Mouthwatering Gluten-Free Cinnamon Swirl Cake

Ingredients

Dough

  • 2 cups almond/rice milk
  • 35 g fresh yeast or 2 sachets dry yeast
  • 1 tsp salt
  • 1 tbsp cardamom
  • 1/2 tsp vanilla bean powder
  • 1/4 cup coconut sugar or erythritol
  • 3 tbsp maple syrup
  • 2 cups gluten free all purpose flour
  • 1/2 cup almond flour
  • 1/2 tsp xanthan gum
  • 1 tbsp psyllium
  • 5 tbsp melted coconut oil or firm butter
  • 0-1/2 cup tapioca starch if the dough is too sticky

Cinnamon swirls

  • 15 pitted and soaked medjools
  • 3 tbsp coconut oil
  • 2 tsp cinnamon powder
  • pinch of salt
  • 1 tbsp coconut flour

Preparation

  1. Use lukewarm milk and add the yeast to your baking bowl then blend until dissolved.

  2. Add salt, cardamom, vanilla, coconut sugar and maple syrup and give a little whisk.

  3. Mix xanthan and psyllium into flours.

  4. Start adding flour to the previous mixture.

  5. Add the oil or butter.

  6. Blend the dough thoroughly until the dough feels soft and smooth.

  7. Blend everything for the cinnamon swirls with a stick blender until smooth.

  8. Put the dough into a baking tray.

  9. Place the dough in turns with the cinnamon/medjool paste into the tray and make swirls to get a marbled look.

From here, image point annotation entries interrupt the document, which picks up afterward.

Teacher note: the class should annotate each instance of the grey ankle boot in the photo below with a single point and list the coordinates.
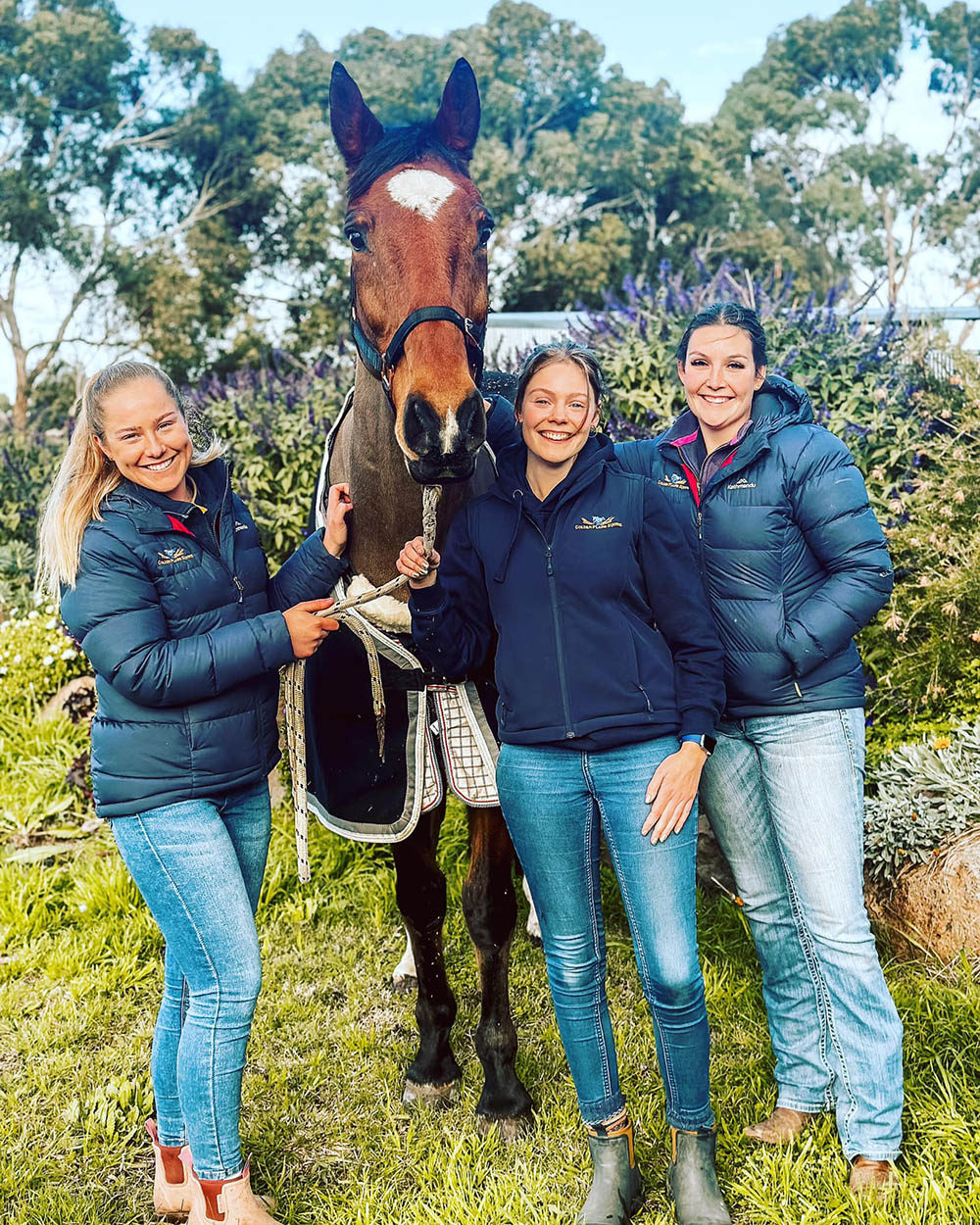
(616, 1187)
(691, 1181)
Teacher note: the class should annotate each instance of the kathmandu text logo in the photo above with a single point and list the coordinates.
(170, 557)
(597, 523)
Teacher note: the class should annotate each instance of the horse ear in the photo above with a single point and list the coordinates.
(459, 119)
(354, 127)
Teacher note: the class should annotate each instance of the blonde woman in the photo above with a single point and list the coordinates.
(165, 584)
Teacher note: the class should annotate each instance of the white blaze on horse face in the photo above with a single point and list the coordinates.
(422, 191)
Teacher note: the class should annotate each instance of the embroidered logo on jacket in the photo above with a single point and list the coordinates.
(168, 557)
(597, 523)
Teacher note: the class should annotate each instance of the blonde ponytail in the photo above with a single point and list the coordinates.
(87, 475)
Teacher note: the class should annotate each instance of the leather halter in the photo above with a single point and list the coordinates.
(382, 364)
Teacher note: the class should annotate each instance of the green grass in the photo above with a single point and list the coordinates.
(322, 1116)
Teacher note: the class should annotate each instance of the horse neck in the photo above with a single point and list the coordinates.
(387, 501)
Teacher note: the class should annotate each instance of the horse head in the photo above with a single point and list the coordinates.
(417, 230)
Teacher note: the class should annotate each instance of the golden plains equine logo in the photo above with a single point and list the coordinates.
(171, 557)
(674, 481)
(597, 523)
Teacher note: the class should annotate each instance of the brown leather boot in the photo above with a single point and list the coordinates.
(229, 1200)
(172, 1187)
(872, 1179)
(782, 1127)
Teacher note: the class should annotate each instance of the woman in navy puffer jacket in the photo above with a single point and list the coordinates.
(609, 671)
(794, 564)
(165, 584)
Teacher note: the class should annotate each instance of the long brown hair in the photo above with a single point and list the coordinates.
(87, 475)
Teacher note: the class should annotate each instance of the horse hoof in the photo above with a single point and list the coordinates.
(439, 1097)
(509, 1130)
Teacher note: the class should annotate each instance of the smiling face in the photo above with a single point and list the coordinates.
(146, 437)
(557, 415)
(720, 378)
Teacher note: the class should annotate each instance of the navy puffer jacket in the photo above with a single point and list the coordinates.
(603, 632)
(793, 558)
(185, 633)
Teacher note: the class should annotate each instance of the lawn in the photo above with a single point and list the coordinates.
(322, 1117)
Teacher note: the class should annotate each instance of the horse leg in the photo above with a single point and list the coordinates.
(420, 892)
(403, 975)
(490, 909)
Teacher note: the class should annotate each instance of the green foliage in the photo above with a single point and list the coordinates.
(925, 647)
(927, 793)
(275, 422)
(35, 758)
(27, 466)
(37, 657)
(866, 381)
(322, 1118)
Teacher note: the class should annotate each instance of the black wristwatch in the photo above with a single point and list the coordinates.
(706, 743)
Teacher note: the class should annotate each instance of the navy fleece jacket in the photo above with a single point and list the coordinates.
(603, 631)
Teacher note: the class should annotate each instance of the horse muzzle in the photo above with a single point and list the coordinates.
(446, 445)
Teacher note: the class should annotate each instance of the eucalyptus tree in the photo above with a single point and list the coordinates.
(117, 177)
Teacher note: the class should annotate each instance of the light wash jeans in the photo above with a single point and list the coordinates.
(199, 866)
(785, 798)
(554, 802)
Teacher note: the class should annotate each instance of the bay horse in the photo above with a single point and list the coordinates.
(419, 231)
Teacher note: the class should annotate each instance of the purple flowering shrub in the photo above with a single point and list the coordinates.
(866, 380)
(275, 421)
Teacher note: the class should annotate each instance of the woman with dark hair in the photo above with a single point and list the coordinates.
(794, 564)
(165, 583)
(609, 670)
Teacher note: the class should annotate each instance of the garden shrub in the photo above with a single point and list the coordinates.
(867, 381)
(275, 422)
(927, 793)
(37, 657)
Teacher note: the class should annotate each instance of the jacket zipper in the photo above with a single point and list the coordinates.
(560, 653)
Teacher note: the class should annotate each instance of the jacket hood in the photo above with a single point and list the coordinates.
(777, 405)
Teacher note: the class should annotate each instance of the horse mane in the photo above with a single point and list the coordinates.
(396, 147)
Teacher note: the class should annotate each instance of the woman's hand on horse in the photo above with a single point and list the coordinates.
(417, 567)
(672, 790)
(339, 504)
(307, 630)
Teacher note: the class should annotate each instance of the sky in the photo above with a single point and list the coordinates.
(699, 49)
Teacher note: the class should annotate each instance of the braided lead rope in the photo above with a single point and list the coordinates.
(294, 684)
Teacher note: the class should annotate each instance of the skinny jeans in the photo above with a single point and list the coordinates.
(785, 798)
(555, 802)
(199, 865)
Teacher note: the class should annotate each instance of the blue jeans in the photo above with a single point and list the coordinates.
(554, 802)
(199, 866)
(785, 798)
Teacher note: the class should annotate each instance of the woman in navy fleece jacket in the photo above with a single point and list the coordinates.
(609, 671)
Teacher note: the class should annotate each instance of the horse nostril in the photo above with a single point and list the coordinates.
(470, 417)
(420, 424)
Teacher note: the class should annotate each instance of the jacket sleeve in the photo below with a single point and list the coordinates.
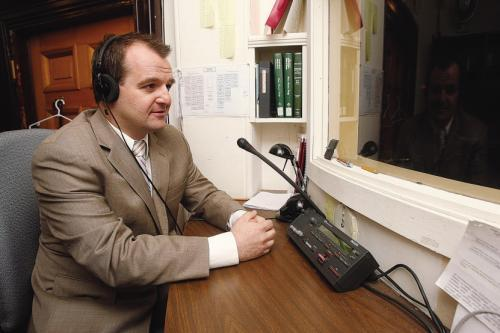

  10. Optionally, use cashew butter to make tastier swirls.

  11. Brush the cake with a beaten egg or maple syrup thinned with water, but it’s not necessary.

  12. Let the cake rise for half an hour.

  13. Bake in 180°C for 20-25 minutes.

  14. After cooling, add cashew butter and raw chocolate on top for extra flavor.